Pension Sharing – know your facts

When entering into a divorce, pensions are taken in to account as a source of income.

There are 3 ways of pension sharing:

  1. Pension attachment
  2. Pension Sharing
  3. Offsetting

There are advantages and disadvantages for each option.

We need to be able to truly understand both the capital and income benefits available to you from the pension scheme.
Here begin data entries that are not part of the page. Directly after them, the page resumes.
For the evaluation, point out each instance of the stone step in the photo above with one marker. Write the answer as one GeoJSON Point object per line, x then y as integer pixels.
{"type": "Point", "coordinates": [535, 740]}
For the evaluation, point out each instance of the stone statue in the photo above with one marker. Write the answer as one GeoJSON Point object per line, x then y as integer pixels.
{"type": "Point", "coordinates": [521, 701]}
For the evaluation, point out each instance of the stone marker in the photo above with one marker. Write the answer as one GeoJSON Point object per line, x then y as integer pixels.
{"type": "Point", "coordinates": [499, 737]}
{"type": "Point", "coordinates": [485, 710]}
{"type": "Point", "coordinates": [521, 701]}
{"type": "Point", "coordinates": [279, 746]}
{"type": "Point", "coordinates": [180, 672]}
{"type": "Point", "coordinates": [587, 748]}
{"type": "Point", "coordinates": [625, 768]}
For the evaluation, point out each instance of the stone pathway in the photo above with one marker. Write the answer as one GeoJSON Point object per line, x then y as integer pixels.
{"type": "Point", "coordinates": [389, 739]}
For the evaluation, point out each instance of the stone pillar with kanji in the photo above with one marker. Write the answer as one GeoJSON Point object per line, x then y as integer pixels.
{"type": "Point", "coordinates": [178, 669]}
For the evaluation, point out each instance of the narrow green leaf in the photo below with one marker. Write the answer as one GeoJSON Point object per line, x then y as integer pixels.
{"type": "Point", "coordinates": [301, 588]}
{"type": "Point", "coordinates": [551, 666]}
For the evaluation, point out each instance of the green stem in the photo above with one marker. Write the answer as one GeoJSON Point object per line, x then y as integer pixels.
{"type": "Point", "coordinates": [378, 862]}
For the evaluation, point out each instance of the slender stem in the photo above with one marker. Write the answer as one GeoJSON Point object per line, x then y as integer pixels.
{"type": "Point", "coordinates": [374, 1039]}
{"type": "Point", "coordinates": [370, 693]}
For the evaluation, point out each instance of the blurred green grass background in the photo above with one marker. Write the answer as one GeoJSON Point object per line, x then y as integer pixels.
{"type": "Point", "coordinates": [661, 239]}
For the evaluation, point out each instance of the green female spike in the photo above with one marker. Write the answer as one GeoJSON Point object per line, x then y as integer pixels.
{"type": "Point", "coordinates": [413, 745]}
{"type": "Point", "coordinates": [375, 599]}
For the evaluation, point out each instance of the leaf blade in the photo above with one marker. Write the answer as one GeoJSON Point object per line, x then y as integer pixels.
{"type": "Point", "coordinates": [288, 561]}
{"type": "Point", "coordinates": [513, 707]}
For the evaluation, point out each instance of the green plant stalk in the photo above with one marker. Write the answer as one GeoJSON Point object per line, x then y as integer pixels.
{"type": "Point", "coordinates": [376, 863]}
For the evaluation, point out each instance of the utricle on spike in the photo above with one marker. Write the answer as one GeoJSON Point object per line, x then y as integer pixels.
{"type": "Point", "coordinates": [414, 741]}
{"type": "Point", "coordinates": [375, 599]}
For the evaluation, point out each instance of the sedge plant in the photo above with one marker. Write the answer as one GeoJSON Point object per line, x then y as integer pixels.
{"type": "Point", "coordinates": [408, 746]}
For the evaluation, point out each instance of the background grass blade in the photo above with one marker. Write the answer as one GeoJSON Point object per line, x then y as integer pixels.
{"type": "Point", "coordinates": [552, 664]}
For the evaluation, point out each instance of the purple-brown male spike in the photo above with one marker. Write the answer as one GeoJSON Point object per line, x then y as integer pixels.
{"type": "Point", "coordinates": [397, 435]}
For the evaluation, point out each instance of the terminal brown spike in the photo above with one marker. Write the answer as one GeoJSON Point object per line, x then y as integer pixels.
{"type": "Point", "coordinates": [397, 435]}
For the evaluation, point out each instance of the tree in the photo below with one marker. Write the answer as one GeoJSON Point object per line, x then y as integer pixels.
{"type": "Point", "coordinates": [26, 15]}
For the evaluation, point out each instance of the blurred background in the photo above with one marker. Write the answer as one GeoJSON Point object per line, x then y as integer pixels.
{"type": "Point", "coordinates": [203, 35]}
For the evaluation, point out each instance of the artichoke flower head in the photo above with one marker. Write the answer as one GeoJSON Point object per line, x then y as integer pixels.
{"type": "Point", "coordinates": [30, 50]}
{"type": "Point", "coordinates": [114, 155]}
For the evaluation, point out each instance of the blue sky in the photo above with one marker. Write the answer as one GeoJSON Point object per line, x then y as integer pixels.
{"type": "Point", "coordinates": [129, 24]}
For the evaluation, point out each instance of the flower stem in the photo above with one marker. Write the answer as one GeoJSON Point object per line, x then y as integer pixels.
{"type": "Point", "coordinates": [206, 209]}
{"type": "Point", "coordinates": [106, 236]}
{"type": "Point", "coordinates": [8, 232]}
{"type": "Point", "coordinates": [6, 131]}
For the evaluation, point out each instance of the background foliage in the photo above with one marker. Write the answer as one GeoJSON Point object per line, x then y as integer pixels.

If you want to talk to us about pensions sharing, we’ll need the following information:

  1. Details from the pension provider – basic disclosure includes the scheme booklet and early retirement and commutation terms, Cash Equivalent Transfer Value (CETV), a blank page 10 of Form E completed by the pension provider, obtain confirmation regarding implementation and an estimation of the costs involved in implementation.
  2. You may need to consider seeking the advice of an appropriately qualified specialist depending on the complexity of the issues and the costs involved i.e. when necessary and proportionate.

Things to be considered:

  1. Uniformed service pension?
  2. Is the pension a defined contribution or defined benefits one?
  3. Does the defined contributions pension have a guaranteed annuity rate?
  4. Is the defined contributions pension a simple money market or self-invested personal pension?
  5. Is the defined benefits pension public or private?
  6. Is the defined benefit pension index-linked?
  7. Does the defined benefit pension have an internal and/or external transfer option?
  8. How is the CETV calculated?
  9. Age of retirement.
  10. The benefits gap i.e. the deferral of the receipt of benefit until retirement age.
  11. Is the lump sum commutable?
  12. Is one party currently paying spousal or child maintenance or perhaps toward the costs of a second household?
  13. Should the application for a pension share be adjourned?
  14. Is the pension already in payment?
  15. Is there an annual allowance tax charge?
  16. Is there a scheme pay feature?
  17. Is the pension above the lifetime allowance?
  18. Are there any pension freedoms e.g. flexi-access drawdown?
  19. Length of marriage.
  20. Number of children.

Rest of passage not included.